Wann immer es Unklarheiten über Österreichs Prioritäten gibt, hilft ein literarischer Blick auf das Lied der Lieder, die österreichische Bundeshymne. Die Berge genießen dort allerhöchstes Ansehen, gefolgt vom Strome (gemeint ist die Donau, weniger die Elektrizität). Sodann rühmt Paula Preradović‘ Landes-Chanson die Äcker und erst dann, weil reimtechnisch zwingend: Die Dome. Mit Hämmern ist die Großindustrie gemeint, reich ist die Zukunft, selbstredend Heimat großer Söhne und Töchter. Von Straßen, Pässen und Tunnel ist nicht die Rede, in neue Zeiten wird geschritten, weder gefahren noch geritten. Der Verkehr hat es schwer im Transitland Österreich. Wer durchfahrt, kauft nichts ein.
Die österreichische Seele hat sich dem Dilemma durch Ausflucht ins Metaphysische entzogen. Die Insel der Seligen (so Papst Paul VI. zu Bundespräsident Franz Jonas) hat keine Häfen. Der österreichische Weg führt immer am Ziel vorbei, stets wird er zu früh beschritten (oder zu spät). Dabei vermeidet er niemals das Dickicht, quert die Sümpfe, auch wenn sie tief sind. Er schlängelt sich in der Ebene, steile Anstiege werden bevorzugt. Und wo immer es geht, wird die falsche Abzweigung genommen. Eine zeitlang taumelten wir die Fußstapfen Deutschlands nach, dann wieder schweitzerten wir, oder schwedeten nur herum, und kurz waren wir sehr postheroisch: Visegrád.

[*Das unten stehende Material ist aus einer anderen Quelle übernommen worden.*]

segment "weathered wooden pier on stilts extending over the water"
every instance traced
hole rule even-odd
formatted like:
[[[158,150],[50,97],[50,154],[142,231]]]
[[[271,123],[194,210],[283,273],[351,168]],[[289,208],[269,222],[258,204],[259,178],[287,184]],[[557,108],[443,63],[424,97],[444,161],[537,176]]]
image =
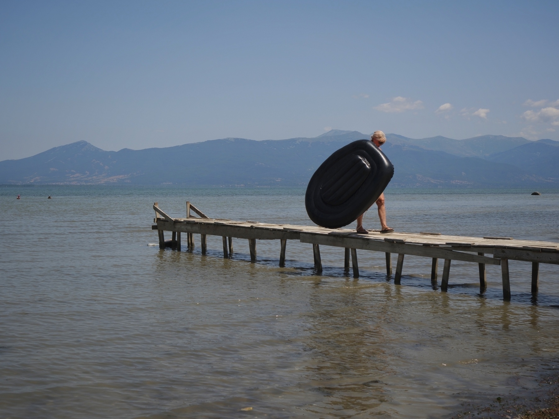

Die großen Schnitzellandversteher Gerhard Bronner und Helmut Qualtinger haben den österreichischen Weg im „Wilden mit seiner Maschin“ treffsicher besungen: „I hob zwoar ka Ahnung wori hinfoahr, owa dafir bin i gschwinda duat!“
Andrea Maria Dusl. Für meine illustrierte Kolumne in den Salzburger Nachrichten vom 2. Juli 2022.